Le Nonet en sol mineur fut composé sensiblement dans les mêmes conditions entre le 16 janvier et le 5 février 1945. Certes, il ne put ici se défaire de la souffrance qui - en dépit d'un humour particulièrement féroce dont il divertissait ses compagnons de détention - dominait alors certainement sa vie intérieure; il parvint toutefois à surmonter son angoisse pour parvenir à une foi optimiste et à cette joie dont l'homme a absolument besoin pour vivre.
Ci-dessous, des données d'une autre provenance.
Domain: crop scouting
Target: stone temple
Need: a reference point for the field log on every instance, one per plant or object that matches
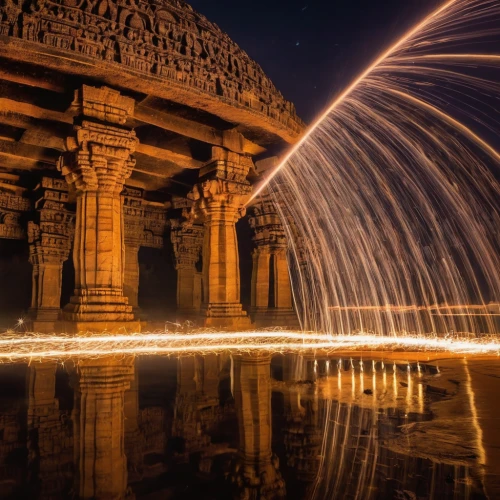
(131, 135)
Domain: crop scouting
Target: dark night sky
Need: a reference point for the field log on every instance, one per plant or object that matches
(312, 49)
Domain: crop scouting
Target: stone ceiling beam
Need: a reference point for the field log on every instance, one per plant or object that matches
(229, 139)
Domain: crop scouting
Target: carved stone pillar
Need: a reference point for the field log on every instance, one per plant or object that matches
(187, 241)
(219, 202)
(13, 203)
(50, 243)
(145, 225)
(102, 463)
(97, 163)
(256, 472)
(272, 303)
(260, 279)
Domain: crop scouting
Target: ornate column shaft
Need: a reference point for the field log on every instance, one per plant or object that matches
(187, 241)
(270, 259)
(219, 201)
(102, 461)
(97, 163)
(260, 278)
(50, 243)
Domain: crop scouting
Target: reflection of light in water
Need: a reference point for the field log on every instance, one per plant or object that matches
(475, 420)
(390, 202)
(395, 381)
(409, 389)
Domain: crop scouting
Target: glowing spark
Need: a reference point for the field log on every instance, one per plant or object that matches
(29, 346)
(353, 85)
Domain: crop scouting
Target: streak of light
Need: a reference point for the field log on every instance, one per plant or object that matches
(40, 346)
(351, 87)
(475, 419)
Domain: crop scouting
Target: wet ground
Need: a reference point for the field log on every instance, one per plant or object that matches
(251, 427)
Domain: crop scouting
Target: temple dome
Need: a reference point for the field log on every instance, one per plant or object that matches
(161, 48)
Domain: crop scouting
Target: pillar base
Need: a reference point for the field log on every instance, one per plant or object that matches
(99, 326)
(44, 320)
(225, 315)
(100, 308)
(266, 317)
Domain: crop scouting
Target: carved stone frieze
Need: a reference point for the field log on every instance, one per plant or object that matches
(265, 221)
(97, 162)
(13, 204)
(223, 189)
(145, 221)
(49, 235)
(219, 201)
(164, 38)
(187, 241)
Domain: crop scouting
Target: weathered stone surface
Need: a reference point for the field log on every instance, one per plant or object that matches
(256, 472)
(102, 463)
(145, 226)
(98, 161)
(50, 237)
(13, 203)
(166, 42)
(187, 241)
(219, 202)
(270, 267)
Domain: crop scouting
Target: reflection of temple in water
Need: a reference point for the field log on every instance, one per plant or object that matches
(215, 427)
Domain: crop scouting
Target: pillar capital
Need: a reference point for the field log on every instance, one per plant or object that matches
(264, 219)
(219, 201)
(97, 161)
(13, 203)
(223, 189)
(187, 242)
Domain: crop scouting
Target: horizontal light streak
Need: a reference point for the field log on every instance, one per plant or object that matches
(61, 347)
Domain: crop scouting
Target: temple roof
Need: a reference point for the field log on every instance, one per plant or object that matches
(162, 49)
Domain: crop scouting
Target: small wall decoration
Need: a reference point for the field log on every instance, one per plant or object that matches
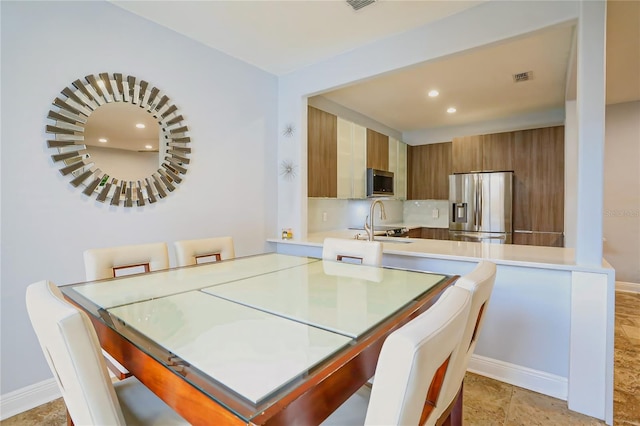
(288, 170)
(288, 131)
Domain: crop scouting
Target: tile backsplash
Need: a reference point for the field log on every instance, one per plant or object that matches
(326, 214)
(424, 212)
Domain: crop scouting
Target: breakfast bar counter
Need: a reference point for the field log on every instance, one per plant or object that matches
(502, 254)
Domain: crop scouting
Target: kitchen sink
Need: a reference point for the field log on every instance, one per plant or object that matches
(393, 240)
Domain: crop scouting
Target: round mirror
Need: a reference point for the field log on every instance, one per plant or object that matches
(121, 139)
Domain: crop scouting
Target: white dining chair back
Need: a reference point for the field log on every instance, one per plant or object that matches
(192, 252)
(109, 262)
(479, 283)
(352, 251)
(413, 367)
(71, 348)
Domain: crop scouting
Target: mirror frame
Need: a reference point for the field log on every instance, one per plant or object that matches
(70, 114)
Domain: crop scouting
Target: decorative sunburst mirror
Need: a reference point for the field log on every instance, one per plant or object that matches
(107, 122)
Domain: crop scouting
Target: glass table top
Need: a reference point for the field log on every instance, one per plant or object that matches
(254, 325)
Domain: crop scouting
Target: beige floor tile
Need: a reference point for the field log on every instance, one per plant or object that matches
(489, 402)
(49, 414)
(626, 408)
(531, 408)
(486, 401)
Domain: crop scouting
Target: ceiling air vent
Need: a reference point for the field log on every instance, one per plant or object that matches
(523, 76)
(359, 4)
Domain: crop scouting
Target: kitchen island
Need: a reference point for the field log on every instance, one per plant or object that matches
(549, 325)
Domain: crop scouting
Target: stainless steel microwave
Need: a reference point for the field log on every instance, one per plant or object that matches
(379, 183)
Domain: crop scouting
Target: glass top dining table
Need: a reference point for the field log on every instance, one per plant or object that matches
(253, 338)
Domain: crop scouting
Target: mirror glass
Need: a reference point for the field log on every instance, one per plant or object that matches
(119, 138)
(124, 139)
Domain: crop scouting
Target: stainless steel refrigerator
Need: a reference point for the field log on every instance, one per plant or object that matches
(481, 207)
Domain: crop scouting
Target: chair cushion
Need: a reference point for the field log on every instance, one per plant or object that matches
(99, 262)
(140, 406)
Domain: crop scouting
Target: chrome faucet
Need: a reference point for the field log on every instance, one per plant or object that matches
(368, 223)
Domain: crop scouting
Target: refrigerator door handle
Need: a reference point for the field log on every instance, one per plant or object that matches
(480, 202)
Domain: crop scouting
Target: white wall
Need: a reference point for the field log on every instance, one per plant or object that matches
(621, 222)
(230, 187)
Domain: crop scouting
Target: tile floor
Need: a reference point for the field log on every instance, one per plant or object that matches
(490, 402)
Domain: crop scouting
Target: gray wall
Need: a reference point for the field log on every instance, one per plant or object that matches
(621, 222)
(230, 187)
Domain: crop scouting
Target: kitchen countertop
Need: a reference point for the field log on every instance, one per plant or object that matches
(505, 254)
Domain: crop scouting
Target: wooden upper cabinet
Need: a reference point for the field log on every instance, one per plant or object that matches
(467, 154)
(322, 148)
(428, 170)
(498, 152)
(539, 184)
(377, 150)
(548, 173)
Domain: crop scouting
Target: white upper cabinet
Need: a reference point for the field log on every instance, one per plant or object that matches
(398, 165)
(352, 159)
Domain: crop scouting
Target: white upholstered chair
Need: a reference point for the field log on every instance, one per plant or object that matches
(71, 348)
(192, 252)
(479, 283)
(352, 251)
(413, 368)
(109, 262)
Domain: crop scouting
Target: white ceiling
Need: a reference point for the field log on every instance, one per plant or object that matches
(283, 36)
(478, 83)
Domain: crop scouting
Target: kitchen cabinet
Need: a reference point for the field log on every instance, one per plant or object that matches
(539, 184)
(377, 150)
(352, 157)
(435, 233)
(428, 170)
(498, 152)
(414, 233)
(322, 162)
(466, 154)
(429, 233)
(538, 239)
(398, 165)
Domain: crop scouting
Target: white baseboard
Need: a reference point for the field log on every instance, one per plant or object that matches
(628, 287)
(537, 381)
(28, 397)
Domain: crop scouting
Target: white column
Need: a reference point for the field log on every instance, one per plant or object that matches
(590, 112)
(591, 345)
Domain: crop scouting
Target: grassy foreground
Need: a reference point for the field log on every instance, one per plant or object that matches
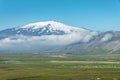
(59, 67)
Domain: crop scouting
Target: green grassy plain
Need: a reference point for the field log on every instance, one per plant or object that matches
(59, 67)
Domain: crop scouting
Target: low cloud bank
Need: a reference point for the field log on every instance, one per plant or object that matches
(22, 42)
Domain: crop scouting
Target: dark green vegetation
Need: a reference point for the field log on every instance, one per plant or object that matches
(59, 67)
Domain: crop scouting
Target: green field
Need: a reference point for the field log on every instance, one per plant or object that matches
(59, 67)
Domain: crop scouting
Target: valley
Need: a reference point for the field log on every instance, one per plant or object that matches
(59, 66)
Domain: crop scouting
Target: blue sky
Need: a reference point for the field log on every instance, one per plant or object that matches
(100, 15)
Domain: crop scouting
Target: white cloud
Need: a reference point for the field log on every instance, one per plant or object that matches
(106, 37)
(31, 42)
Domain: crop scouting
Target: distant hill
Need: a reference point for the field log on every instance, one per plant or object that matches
(51, 36)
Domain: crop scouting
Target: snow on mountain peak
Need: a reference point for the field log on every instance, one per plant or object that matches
(53, 25)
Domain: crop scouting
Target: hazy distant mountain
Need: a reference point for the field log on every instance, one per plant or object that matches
(54, 36)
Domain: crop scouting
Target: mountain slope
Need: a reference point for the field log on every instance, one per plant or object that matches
(51, 36)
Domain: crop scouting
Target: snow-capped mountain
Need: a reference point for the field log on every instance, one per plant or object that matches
(43, 28)
(52, 35)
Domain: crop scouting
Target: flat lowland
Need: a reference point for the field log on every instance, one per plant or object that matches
(59, 67)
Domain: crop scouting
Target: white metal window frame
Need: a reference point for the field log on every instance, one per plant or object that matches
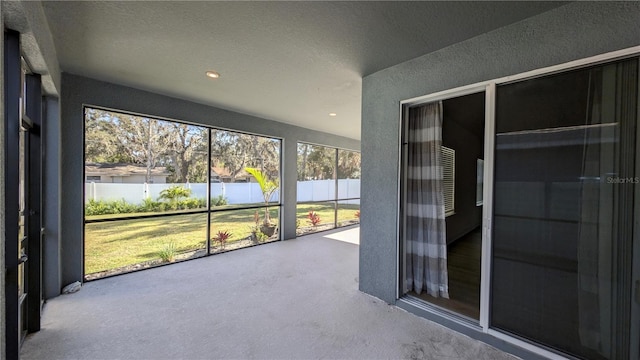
(489, 88)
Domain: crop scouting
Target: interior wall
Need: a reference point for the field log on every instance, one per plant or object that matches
(571, 32)
(78, 91)
(461, 132)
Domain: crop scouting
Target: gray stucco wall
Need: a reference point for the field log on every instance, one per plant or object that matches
(78, 91)
(571, 32)
(2, 198)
A peine avait-il pu envoyer la dernière petite feuille du Nonet qu'il fut dirigé le 7 février 1945 vers Terezin et incarcéré dans l'une des cellules de la quatrième cour de la petite forteresse. Ces cellules regorgeaient de prisonniers et les conditions d'hygiène y étaient terrifiantes. Son état physique s'aggravait rapidement et inexorablement. La catastrophe survint le 5 mars lorsque le lieutenant du commandant Rojko fit irruption avec quelques gardiens dans la cellule des convalescents où Karel, souffrant de fièvre et de dysenterie, luttait contre la mort, et envoya les détenus, nus sans couverture, dans la cour. On avait pris pour cela le prétexte d'une action d'épouillage. Quoique quelques codétenus vinrent à son secours, il ne purent sauver Karel. Il mourut le jour suivant et fut enseveli dans une fosse commune à l'intérieur de la petite forteresse.

Tel qu'il nous est parvenu, le Nonet ne peut être exécuté; il était nécessaire qu'il fut arrangé, y compris au plan de l'instrumentation. Le premier arrangement de cette oeuvre fut réalisé par Frantisek Hertl. Grâce au travail de ce dernier le Nonet put être exécuté le 21 décembre 1945 à la Radiodiffusion tchècoslovaque. Toutefois, à bien des égards, cet arrangement demeure problématique : certains passages du document original ont été supprimés, divers enchaînements harmoniques ont été simplifiés, enfin on y relève certaines erreurs d'interprétation quant à la structure du troisième mouvement. C'est ainsi que Václav Snítil se résolut à réaliser un nouvel arrangement et une instrumentation de l'oeuvre en partant du manuscrit de Karel. Ce travail occupa Václav Snítil durant toute l'année 1984. Le Nonet tchèque présenta l'oeuvre ainsi restaurée lors d'un concert public le 5 mai 1985 à Beroun : cette exécution eut lieu lors de l'inauguration de l'exposition "Musique à la limite de la vie", à l'occasion du 40e anniversaire de la libération de la Tchécoslovaquie de l'occupation allemande.